Kari Ellen Gade (ed.) 2017, ‘Óláfr svartaskáld Leggsson, Love poem 2’ in Kari Ellen Gade and Edith Marold (eds), Poetry from Treatises on Poetics. Skaldic Poetry of the Scandinavian Middle Ages 3. Turnhout: Brepols, p. 317.
Hǫg leit hvarma skógar
hlaðnorn við mér stjǫrnum.
{Hǫg hlaðnorn} leit {stjǫrnum {skógar hvarma}} við mér.
{The accomplished norn of the headband} [WOMAN] looked at me {with her stars {of the forest of eyelids}} [EYELASHES > EYES].
Mss: W(169) (SnE); 2368ˣ(97), 743ˣ(76r) (LaufE)
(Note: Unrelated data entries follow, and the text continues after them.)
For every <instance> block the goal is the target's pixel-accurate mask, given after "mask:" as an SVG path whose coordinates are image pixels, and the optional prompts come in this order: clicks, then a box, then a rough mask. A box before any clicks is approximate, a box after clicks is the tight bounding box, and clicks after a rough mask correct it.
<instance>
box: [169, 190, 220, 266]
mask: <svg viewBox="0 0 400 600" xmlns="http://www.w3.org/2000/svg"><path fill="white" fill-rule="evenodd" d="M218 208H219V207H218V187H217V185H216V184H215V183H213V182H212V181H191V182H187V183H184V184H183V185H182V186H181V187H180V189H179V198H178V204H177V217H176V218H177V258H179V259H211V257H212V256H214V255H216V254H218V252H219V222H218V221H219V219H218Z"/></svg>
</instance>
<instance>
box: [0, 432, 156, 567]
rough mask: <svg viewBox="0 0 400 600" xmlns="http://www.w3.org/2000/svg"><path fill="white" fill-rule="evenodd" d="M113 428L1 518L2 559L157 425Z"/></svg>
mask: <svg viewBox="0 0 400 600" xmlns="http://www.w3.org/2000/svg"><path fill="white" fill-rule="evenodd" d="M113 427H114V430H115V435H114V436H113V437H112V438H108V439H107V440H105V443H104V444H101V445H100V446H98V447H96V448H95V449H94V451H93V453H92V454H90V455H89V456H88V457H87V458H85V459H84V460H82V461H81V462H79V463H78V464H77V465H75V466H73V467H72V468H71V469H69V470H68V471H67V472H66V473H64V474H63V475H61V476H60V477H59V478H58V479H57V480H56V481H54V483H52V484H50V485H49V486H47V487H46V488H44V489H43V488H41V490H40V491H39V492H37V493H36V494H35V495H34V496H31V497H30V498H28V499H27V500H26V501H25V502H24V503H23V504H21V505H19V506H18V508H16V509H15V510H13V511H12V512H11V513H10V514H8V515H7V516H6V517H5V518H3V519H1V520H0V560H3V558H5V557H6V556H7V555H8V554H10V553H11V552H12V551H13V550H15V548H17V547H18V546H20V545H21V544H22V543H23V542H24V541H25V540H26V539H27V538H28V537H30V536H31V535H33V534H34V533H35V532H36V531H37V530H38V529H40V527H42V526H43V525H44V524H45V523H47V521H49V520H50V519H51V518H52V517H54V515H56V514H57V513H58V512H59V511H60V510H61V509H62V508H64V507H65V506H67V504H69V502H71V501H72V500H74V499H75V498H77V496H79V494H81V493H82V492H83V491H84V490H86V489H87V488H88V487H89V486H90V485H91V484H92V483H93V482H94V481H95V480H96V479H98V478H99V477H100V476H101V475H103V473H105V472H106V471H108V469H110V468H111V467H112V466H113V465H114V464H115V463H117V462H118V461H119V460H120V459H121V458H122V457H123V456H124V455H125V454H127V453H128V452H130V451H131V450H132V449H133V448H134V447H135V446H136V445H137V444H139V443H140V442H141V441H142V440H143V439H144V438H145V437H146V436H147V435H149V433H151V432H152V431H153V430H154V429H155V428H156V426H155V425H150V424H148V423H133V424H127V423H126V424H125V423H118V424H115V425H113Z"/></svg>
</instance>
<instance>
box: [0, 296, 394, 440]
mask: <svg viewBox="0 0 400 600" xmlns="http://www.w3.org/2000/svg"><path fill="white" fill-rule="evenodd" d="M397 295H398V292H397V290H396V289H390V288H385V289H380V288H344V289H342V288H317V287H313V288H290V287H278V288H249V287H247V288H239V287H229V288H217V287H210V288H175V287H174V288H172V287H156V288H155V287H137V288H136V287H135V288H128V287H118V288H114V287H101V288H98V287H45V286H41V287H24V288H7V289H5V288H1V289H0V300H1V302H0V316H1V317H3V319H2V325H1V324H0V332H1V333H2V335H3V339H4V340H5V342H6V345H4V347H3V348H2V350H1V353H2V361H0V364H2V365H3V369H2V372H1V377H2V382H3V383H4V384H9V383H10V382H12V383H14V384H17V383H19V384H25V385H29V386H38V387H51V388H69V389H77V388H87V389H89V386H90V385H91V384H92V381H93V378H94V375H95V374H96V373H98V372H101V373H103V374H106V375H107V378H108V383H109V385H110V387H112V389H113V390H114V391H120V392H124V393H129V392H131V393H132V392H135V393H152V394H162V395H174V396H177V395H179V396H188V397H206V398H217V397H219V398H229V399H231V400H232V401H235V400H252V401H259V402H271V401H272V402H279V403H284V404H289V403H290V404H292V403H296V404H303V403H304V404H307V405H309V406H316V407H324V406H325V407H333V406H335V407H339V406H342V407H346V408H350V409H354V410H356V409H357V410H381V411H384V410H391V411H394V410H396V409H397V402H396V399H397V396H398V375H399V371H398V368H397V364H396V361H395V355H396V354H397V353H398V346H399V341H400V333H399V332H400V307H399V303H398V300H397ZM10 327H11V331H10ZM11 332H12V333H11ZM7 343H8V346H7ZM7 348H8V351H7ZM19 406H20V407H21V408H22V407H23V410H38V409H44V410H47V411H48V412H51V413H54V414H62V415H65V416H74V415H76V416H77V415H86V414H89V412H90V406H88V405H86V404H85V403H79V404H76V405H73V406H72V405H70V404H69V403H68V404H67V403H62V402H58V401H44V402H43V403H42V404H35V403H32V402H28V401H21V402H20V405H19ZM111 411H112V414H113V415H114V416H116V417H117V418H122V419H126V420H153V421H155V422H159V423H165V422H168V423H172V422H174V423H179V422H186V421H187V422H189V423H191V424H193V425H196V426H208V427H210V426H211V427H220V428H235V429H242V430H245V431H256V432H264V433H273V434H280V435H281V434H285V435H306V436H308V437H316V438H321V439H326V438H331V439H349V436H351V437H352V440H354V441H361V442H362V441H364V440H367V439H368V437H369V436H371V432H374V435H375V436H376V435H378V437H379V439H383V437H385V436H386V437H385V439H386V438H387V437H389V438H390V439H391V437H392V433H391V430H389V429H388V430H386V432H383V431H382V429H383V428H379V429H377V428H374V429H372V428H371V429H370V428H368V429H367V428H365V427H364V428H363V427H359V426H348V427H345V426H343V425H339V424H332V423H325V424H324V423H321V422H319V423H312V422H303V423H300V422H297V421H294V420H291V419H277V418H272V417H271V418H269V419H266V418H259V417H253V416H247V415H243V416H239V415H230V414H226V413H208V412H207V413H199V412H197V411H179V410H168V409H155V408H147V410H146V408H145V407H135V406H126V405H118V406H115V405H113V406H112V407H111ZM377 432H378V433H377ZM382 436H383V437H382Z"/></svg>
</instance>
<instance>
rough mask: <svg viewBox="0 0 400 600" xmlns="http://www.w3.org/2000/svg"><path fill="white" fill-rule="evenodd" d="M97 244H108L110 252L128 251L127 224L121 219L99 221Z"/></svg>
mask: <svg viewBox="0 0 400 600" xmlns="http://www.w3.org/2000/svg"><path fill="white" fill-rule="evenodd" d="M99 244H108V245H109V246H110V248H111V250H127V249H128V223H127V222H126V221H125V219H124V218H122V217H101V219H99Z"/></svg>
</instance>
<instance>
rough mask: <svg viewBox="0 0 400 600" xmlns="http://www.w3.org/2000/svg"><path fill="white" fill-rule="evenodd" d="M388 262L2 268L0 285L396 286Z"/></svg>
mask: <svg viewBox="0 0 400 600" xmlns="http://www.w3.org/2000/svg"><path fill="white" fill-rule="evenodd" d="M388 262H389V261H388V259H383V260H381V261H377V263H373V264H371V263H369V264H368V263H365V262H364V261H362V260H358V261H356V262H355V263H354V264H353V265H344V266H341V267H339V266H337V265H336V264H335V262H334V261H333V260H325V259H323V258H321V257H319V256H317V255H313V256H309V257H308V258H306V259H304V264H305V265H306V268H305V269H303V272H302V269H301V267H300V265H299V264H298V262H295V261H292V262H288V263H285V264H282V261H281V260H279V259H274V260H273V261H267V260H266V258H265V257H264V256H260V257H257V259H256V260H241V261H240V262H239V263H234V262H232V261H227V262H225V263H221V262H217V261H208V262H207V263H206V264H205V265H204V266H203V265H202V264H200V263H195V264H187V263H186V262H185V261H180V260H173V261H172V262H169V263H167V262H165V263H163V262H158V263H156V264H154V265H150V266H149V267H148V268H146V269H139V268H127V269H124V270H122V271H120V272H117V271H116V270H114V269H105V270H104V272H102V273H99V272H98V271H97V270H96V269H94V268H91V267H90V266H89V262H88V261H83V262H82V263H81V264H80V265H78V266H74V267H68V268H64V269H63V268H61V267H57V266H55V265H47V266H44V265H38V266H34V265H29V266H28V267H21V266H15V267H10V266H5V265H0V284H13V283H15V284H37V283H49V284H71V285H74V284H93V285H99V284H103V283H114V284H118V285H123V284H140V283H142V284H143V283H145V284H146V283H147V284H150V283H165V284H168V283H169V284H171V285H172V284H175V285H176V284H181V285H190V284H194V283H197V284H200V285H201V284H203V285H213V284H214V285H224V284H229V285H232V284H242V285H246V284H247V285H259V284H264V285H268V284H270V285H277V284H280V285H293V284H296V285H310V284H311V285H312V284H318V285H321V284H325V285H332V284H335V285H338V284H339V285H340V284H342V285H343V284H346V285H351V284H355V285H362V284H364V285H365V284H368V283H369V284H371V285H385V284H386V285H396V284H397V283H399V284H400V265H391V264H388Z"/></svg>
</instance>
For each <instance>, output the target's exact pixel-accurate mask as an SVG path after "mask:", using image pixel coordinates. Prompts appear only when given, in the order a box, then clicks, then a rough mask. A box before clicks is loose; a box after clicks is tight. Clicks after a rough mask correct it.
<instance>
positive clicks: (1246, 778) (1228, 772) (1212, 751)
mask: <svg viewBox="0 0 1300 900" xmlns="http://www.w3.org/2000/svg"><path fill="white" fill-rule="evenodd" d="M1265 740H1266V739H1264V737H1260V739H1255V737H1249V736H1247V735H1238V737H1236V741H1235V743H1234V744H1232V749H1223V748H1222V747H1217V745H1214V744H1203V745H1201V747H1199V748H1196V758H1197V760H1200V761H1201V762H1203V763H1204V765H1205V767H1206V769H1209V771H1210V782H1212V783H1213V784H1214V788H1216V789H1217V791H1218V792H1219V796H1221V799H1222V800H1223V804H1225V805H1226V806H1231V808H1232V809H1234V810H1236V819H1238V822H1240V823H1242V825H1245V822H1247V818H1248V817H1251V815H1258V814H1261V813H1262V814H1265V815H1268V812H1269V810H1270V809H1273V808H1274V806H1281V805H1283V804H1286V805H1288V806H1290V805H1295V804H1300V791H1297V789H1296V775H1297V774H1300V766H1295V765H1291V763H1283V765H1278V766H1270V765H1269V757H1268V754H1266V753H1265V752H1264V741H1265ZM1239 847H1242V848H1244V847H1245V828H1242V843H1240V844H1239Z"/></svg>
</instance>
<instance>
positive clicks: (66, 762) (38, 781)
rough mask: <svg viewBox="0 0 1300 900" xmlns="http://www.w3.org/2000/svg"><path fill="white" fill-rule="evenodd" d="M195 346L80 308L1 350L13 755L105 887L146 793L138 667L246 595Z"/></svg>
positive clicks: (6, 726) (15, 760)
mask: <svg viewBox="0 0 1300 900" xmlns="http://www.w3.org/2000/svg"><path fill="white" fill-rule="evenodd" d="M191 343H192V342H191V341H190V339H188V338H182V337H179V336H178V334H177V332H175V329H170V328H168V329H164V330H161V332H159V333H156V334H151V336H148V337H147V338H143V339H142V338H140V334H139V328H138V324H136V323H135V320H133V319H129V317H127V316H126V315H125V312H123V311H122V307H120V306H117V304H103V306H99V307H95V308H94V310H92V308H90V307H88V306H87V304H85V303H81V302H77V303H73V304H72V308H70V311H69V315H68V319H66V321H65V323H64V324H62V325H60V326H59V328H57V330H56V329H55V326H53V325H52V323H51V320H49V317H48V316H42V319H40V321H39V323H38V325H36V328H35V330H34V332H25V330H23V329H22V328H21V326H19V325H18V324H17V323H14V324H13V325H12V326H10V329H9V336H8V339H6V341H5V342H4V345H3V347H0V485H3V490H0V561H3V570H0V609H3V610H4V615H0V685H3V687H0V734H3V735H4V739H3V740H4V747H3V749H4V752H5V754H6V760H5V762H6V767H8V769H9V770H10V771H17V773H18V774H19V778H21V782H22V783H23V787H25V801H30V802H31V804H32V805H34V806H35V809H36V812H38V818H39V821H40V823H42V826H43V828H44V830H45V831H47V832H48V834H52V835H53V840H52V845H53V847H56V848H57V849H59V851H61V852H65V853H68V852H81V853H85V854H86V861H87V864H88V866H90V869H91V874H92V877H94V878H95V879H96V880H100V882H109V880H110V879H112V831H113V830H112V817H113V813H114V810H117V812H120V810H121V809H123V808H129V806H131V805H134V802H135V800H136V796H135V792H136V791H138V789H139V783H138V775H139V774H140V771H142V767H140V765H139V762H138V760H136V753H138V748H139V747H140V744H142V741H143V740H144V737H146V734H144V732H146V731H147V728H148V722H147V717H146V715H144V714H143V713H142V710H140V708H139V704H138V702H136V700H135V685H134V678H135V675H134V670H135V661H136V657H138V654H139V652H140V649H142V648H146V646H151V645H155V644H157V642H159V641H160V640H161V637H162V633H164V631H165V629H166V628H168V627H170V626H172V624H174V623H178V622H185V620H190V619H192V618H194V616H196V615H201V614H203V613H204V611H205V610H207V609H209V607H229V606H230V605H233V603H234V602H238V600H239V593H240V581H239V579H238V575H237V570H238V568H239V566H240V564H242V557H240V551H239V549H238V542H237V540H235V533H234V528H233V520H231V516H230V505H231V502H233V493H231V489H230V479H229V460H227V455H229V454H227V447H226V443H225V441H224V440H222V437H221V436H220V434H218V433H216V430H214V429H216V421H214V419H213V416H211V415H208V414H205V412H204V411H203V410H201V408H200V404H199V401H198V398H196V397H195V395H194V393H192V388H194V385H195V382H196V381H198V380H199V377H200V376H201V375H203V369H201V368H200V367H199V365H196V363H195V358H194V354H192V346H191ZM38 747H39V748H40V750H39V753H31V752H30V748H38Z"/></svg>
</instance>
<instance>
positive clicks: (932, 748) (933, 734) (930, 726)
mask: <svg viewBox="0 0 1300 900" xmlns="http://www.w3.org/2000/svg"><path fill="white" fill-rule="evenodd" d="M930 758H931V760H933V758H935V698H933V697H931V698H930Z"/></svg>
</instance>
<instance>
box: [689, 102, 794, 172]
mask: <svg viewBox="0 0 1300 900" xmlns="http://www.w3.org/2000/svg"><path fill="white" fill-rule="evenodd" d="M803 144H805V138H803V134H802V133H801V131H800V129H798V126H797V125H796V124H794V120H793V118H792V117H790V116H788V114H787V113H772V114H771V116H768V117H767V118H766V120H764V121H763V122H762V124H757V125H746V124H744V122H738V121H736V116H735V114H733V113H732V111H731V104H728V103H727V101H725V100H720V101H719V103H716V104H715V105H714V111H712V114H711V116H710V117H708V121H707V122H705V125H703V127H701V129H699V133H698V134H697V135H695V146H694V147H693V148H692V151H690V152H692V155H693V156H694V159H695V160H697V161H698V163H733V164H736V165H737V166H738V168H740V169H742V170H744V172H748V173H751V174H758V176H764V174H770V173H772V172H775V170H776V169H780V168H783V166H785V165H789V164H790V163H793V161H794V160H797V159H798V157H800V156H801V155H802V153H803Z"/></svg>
Readings: [1] leit: lét all [2] ‑norn: ‘tiorn’ 2368ˣ, ‘‑tiǫrn’ 743ˣ; stjǫrnum: ‘stiórnu’ 2368ˣ, ‘stiǫrnu’ 743ˣ
Editions: Skj AII, 85, Skj BII, 97, Skald II, 52; SnE 1848-87, II, 499, III, 181, LaufE 1979, 355.
Context: In W the couplet is cited as an example of kennings for ‘eyelash’ (hrís eða gras hvarma ęða avgna ‘brush or grass of the eyelids or of the eyes’), and in LaufE it illustrates kennings for ‘eye’.
Notes: [1] leit ‘looked’: All mss have lét, 3rd pers. sg. pret. indic. of the verb láta ‘let, leave, lose, say, sound’, which makes little sense here, and the emendation is in keeping with earlier eds. — [2]: The line has skothending rather than aðalhending, and the scribes of the LaufE mss attempted to remedy that by replacing ‑norn with ‑tjǫrn ‘pool’ (so 743ˣ; the 2368ˣ variants, ‘tiorn’ rhyming with ‘stiórnu’, are difficult to make sense of). — [2] -norn ‘norn’: A minor female deity of fate in Old Norse myth.